- Length: 64 km (40 mi)

Geography
- Location: Maricopa County, Arizona, United States
- Coordinates: 32°56′45″N 113°15′29″W﻿ / ﻿32.9458808°N 113.2579621°W
- Interactive map of Sentinel Plain

= Sentinel Plain =

Geographic feature in Arizona

The Sentinel Plain is an extensive northwest–southeast trending plain south of the Gila River Valley in southwestern Arizona, United States. It is centered on the community of Sentinel, Arizona located on Interstate 8, approximately 35 mi west of Gila Bend.
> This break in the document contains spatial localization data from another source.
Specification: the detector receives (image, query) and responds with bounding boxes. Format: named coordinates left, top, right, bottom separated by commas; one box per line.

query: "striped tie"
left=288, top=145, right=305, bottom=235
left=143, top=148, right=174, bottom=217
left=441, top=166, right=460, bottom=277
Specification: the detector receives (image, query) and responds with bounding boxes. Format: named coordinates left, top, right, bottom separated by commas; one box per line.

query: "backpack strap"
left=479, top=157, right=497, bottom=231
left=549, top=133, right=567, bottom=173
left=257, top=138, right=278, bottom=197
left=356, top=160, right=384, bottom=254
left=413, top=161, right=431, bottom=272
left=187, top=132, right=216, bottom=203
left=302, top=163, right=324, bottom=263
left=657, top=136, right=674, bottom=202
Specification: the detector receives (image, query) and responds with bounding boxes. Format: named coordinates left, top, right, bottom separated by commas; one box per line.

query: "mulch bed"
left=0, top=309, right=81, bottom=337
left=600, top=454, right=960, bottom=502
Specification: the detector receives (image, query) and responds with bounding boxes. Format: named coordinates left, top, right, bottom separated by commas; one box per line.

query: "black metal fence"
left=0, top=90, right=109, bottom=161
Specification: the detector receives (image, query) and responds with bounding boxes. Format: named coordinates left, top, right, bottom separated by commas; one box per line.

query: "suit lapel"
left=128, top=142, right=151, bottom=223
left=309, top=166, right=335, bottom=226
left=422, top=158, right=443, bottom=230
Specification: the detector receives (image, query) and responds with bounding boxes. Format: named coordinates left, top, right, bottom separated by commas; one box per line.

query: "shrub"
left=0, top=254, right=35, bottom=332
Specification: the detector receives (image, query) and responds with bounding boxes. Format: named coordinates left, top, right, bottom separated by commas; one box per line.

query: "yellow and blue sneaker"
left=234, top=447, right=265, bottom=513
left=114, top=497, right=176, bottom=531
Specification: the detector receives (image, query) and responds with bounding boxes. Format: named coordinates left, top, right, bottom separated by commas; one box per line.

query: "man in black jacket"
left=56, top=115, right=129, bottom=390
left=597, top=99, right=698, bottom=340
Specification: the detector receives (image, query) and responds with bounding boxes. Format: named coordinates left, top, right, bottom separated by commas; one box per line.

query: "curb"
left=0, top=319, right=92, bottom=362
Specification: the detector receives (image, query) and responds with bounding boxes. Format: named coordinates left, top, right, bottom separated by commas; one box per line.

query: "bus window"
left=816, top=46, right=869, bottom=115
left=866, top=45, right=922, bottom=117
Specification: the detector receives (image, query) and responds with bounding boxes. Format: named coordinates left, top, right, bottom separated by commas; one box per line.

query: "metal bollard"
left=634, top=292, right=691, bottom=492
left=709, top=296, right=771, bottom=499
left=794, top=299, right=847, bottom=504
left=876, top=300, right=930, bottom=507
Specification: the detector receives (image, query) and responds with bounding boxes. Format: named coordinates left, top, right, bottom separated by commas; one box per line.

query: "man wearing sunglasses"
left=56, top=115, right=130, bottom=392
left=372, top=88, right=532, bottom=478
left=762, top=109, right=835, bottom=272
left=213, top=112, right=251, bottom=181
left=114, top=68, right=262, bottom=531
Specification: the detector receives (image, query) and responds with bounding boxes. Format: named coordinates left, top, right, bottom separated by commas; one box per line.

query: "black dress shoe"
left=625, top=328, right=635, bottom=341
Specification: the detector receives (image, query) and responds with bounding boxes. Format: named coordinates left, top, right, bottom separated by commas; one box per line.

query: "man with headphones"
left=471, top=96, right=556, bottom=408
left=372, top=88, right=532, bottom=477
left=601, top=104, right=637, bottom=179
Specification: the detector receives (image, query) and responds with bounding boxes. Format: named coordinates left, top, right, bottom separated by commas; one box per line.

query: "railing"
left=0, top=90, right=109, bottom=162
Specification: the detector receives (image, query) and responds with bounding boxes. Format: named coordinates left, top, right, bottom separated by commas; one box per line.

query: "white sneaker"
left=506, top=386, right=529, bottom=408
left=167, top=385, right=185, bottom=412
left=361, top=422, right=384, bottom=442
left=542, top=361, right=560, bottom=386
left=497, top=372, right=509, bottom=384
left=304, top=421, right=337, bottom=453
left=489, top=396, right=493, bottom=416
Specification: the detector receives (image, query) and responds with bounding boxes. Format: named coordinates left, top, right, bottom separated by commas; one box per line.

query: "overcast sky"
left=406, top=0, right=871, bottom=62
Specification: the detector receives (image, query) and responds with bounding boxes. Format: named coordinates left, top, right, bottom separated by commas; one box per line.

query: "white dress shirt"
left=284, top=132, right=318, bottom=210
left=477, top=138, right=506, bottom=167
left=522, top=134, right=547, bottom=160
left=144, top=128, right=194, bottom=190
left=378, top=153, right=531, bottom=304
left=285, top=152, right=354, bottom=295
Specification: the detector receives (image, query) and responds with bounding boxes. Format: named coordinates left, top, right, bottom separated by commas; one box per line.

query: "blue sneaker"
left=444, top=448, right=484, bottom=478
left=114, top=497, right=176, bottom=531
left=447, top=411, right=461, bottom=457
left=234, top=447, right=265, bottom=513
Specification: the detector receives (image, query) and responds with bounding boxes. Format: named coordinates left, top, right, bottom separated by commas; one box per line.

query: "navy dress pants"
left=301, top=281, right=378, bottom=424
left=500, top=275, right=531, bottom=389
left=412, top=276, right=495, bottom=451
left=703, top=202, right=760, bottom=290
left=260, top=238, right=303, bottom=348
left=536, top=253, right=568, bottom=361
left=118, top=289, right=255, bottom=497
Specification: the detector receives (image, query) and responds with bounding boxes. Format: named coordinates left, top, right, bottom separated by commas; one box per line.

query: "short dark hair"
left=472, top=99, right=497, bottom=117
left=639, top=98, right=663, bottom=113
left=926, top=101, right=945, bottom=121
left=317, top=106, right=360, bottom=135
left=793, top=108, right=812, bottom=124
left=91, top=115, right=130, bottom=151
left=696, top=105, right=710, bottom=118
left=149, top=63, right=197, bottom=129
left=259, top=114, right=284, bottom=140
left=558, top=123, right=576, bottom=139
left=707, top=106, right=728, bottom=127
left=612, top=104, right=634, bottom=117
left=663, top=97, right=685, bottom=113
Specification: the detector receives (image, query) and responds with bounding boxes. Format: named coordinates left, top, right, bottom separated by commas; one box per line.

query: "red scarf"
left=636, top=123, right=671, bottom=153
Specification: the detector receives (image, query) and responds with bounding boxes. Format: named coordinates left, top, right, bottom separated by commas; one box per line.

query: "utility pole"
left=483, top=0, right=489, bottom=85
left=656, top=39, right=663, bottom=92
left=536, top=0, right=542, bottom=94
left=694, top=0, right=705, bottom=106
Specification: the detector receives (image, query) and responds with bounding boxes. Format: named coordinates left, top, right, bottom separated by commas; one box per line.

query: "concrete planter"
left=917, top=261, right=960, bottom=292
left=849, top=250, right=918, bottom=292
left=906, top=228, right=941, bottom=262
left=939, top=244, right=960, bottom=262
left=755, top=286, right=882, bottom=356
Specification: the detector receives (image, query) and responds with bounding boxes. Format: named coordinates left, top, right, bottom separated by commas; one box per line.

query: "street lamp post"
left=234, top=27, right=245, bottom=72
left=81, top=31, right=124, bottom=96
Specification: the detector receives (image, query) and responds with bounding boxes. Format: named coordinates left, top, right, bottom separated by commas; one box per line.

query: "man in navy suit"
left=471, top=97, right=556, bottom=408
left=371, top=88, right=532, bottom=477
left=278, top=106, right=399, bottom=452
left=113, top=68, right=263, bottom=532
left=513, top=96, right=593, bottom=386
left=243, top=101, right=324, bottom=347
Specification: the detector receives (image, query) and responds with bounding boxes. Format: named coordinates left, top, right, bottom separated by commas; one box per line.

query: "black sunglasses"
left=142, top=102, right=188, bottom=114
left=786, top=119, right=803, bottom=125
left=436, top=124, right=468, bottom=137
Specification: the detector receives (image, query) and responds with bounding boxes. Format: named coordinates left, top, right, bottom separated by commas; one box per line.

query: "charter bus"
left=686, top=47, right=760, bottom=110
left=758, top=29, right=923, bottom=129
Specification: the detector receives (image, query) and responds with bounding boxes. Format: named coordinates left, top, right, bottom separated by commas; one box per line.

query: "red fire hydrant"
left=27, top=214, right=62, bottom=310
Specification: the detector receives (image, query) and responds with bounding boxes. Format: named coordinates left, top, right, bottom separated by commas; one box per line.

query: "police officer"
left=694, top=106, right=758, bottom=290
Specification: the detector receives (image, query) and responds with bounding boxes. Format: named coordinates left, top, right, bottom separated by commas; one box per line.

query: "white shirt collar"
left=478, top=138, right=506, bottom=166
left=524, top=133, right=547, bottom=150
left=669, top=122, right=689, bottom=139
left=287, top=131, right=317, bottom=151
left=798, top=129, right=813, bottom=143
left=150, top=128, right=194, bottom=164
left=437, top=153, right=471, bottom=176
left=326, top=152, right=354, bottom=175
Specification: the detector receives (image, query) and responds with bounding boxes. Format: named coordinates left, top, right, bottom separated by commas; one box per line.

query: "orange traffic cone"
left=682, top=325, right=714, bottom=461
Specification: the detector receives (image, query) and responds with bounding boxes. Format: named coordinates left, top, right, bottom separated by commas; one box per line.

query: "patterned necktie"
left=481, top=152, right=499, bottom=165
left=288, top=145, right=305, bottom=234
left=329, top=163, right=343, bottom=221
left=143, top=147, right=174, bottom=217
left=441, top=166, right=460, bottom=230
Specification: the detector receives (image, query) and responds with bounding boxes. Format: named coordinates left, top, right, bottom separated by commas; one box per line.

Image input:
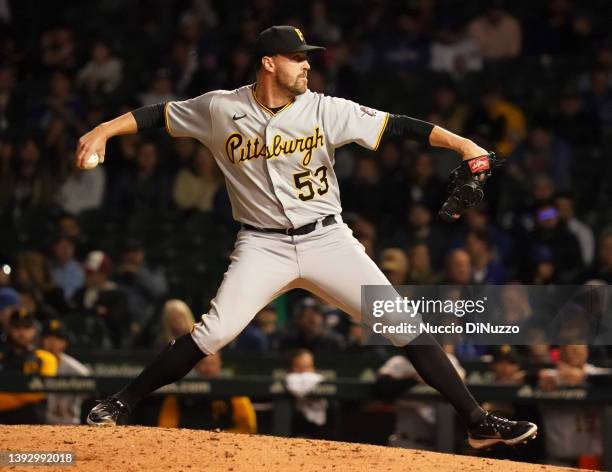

The Sentinel Plain is about 40 mi long and on the north-northwest, it borders the Hyder Valley and the farming community of Hyder on the Gila River. To the northeast is Painted Rock Reservoir and the Painted Rock Mountains. The south and southwest of the Sentinel Plain is bordered by the Crater Range; the east and southeast is bordered by the White Hills, and the Saucedo Mountains. Midway Wash drains into the center of the plain southeast-northwesterly, but disappears into the ground about 10 miles southeast from the Gila River. The west and southwestern border of the plain contains the northwest-flowing Tenmile Wash-(which also succumbs to ground disappearance, but adjacent to the Gila), and the northwest trending Crater Range.